What Is a Devcontainer?

When I say container, I'm talking about the container you typically run with Docker. This talk is not an introduction to Docker. I'm going to assume that you have some basic familiarity with containerization. The implication here is also that your project runs in Linux, which is true of most web application development these days. If you're targeting iOS, or the Windows desktop, or some other non-Unix like platform, what follows may be less applicable to your project. Even though this is not an introduction to Docker, it is worth very briefly talking about what makes containers so much better suited to developing inside them than some of the older virtualization technologies like Parallels, or VirtualBox, or Vagrant. In a nutshell, it's because containers aren't virtualization at all.

Yes, containers give us something that looks like a tiny computer inside another computer. Rather than trying to simulate a computer, a container works by creating an isolated set of namespaces, including the file system namespace, network ports, the process table, all the other namespaces that go into a running operating system. Which means that unlike virtualization, containers have the potential to run project code and tools at native speeds without bringing a development machine to its knees. Because the host operating system can map files into their container namespace, we can edit source code using native tools while running the code inside the container. Also, unlike virtualization technology, devcontainers aren't opaque binary images to be passed around. We determine what Linux version the system packages and libraries, utilities, file system mappings, open ports, supporting services, all the stuff that will go into a devcontainer, we reflect that using human readable configuration files that get versioned right alongside the project source code.

In effect, a devcontainer is a fully functional, batteries included development environment that is shared, versioned, reproducible, self-documenting and always up to date, so long as it's in use. A devcontainer is like the ramen noodles of development environments, just add hot water and you're ready to go. This talk is also not going to be a tutorial. Building out a full devcontainer is an ongoing iterative process. One that's very specific to your project. Instead, I'm going to give you a tour of what a devcontainer can look like, and what it can feel like to use one to be part of a team with a reproducible development environment.

Getting Started With the Foobar Project

Recently, I joined a client for a six-month engagement. Like most teams with a large, old project, they had a lengthy set of initial setup instructions and scripts scattered across their README and Wiki pages. As always, parts of the directions were outdated or contradictory. The setup scripts had very specific implicit expectations that they'd be running on a brand new MacBook with a particular version of macOS, and that this laptop would be dedicated to developing on this project. It was fine to make global configuration changes to it. This confusing, lengthy and constantly outdated onboarding process is the norm on most project teams I've seen. If, during your first full week of onboarding, you can get part of the project's test suite running, you're doing pretty well.

Devcontainer Configuration Files

The first thing that I did when I joined this team was I created a devcontainer configuration that turned all of this documentation into executable configuration. To create a devcontainer, we make a set of configuration files for Docker, and we make them separate from any Docker configuration files that already exist for some deployment container.

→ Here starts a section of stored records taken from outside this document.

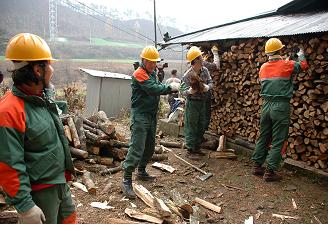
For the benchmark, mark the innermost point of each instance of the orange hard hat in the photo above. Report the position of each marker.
(28, 47)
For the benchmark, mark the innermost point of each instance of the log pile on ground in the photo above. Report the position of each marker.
(95, 140)
(237, 100)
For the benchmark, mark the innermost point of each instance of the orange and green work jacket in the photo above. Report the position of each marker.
(146, 90)
(33, 148)
(276, 77)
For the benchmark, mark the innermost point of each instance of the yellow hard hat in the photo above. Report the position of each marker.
(273, 45)
(193, 53)
(150, 53)
(28, 47)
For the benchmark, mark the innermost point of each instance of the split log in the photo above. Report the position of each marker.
(80, 131)
(73, 131)
(119, 221)
(8, 217)
(208, 205)
(78, 153)
(158, 157)
(118, 144)
(143, 194)
(141, 216)
(163, 167)
(161, 207)
(172, 144)
(90, 123)
(67, 133)
(111, 170)
(88, 182)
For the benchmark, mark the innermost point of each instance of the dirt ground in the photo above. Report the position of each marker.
(254, 197)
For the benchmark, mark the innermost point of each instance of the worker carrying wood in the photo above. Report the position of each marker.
(196, 84)
(146, 91)
(171, 97)
(276, 77)
(35, 162)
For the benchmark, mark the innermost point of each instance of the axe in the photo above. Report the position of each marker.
(202, 178)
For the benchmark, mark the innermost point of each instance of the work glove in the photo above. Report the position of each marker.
(206, 88)
(32, 216)
(300, 52)
(191, 91)
(216, 58)
(175, 86)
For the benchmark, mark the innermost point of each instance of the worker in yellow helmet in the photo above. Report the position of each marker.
(276, 77)
(146, 91)
(35, 161)
(197, 83)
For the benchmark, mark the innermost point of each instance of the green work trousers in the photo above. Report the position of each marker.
(56, 203)
(141, 147)
(274, 126)
(195, 119)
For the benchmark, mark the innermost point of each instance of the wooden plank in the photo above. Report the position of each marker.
(141, 216)
(303, 165)
(208, 205)
(120, 221)
(143, 194)
(163, 167)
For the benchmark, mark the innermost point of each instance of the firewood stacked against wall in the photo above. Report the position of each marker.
(95, 140)
(237, 104)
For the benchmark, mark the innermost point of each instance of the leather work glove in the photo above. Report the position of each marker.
(206, 88)
(216, 58)
(191, 91)
(32, 216)
(300, 52)
(175, 86)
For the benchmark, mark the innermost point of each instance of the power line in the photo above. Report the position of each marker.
(105, 22)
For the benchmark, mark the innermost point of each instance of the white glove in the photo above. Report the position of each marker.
(191, 91)
(216, 58)
(300, 53)
(32, 216)
(175, 86)
(206, 88)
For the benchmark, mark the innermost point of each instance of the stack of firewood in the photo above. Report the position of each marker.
(94, 139)
(237, 100)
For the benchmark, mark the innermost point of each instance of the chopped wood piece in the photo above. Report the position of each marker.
(141, 216)
(88, 182)
(143, 194)
(73, 131)
(78, 153)
(163, 210)
(163, 167)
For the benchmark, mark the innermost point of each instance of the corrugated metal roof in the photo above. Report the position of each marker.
(97, 73)
(270, 26)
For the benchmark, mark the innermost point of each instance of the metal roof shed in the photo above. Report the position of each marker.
(107, 91)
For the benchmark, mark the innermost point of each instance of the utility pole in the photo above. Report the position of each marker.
(155, 23)
(53, 20)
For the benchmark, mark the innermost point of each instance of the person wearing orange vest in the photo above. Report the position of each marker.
(146, 91)
(35, 161)
(276, 77)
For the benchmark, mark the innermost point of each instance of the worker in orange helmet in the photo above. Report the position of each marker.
(276, 77)
(146, 91)
(196, 114)
(35, 162)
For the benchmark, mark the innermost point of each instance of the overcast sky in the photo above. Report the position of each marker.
(191, 15)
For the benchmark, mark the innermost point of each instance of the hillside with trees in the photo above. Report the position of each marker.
(78, 32)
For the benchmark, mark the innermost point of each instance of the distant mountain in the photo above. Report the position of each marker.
(18, 16)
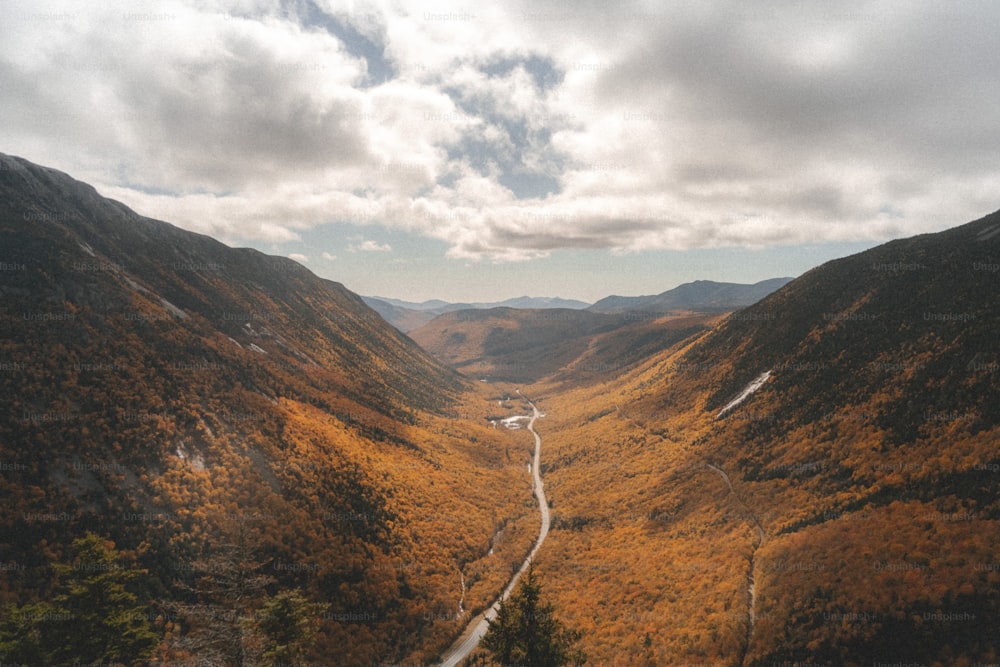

We usually put them in a devcontainer directory in the project repository. At the very least, this includes a Docker Compose configuration file, which defines what container or containers to start up, and how to connect them to each other and to the host computer. Typically, there's also a Dockerfile to customize the app development container. Devcontainers tend to accumulate some script files as well. These are hooked into various points in the container lifecycle. If we're using VS Code as our editor, there's also a devcontainer.json file.

I put this together, and I committed it all to the repository. Some of the folks on the team were like, we're never going to use it, but you do you. Then, a funny thing happened. While I was there, several of the new hires used the devcontainer to get up and developing more or less instantly. Someone else from another team used the devcontainer to make PRs on a code base they didn't usually work on without having to spend a week getting it set up. By the time I moved on, the devcontainer had become one of my most lasting and appreciated contributions.

Turn Onboarding into a Non-Event

Turning onboarding into a non-event is one of the most obvious and immediate benefits of developing in containers. It's not just for new hires, it could mean someone from your frontend team is able to jump in and make tweaks to your backend code. It could mean you, three years from now, being able to quickly come back and fix a bug. Projects setup, checklists, and scripts, they quickly go stale, because once we have the project configured on a machine, we don't think about them again. Devcontainers are regularly rebuilt whenever anybody tweaks them. A devcontainer is executable documentation of what libraries, services, system configurations, open ports, nice to have utilities, all go into day-to-day development with your project. For instance, does your team sometimes use ngrok to expose a local development machine to a remote user? Don't write the setup instructions in the wiki, add it to the devcontainer, then everyone who uses the devcontainer will have the right tools when they need them.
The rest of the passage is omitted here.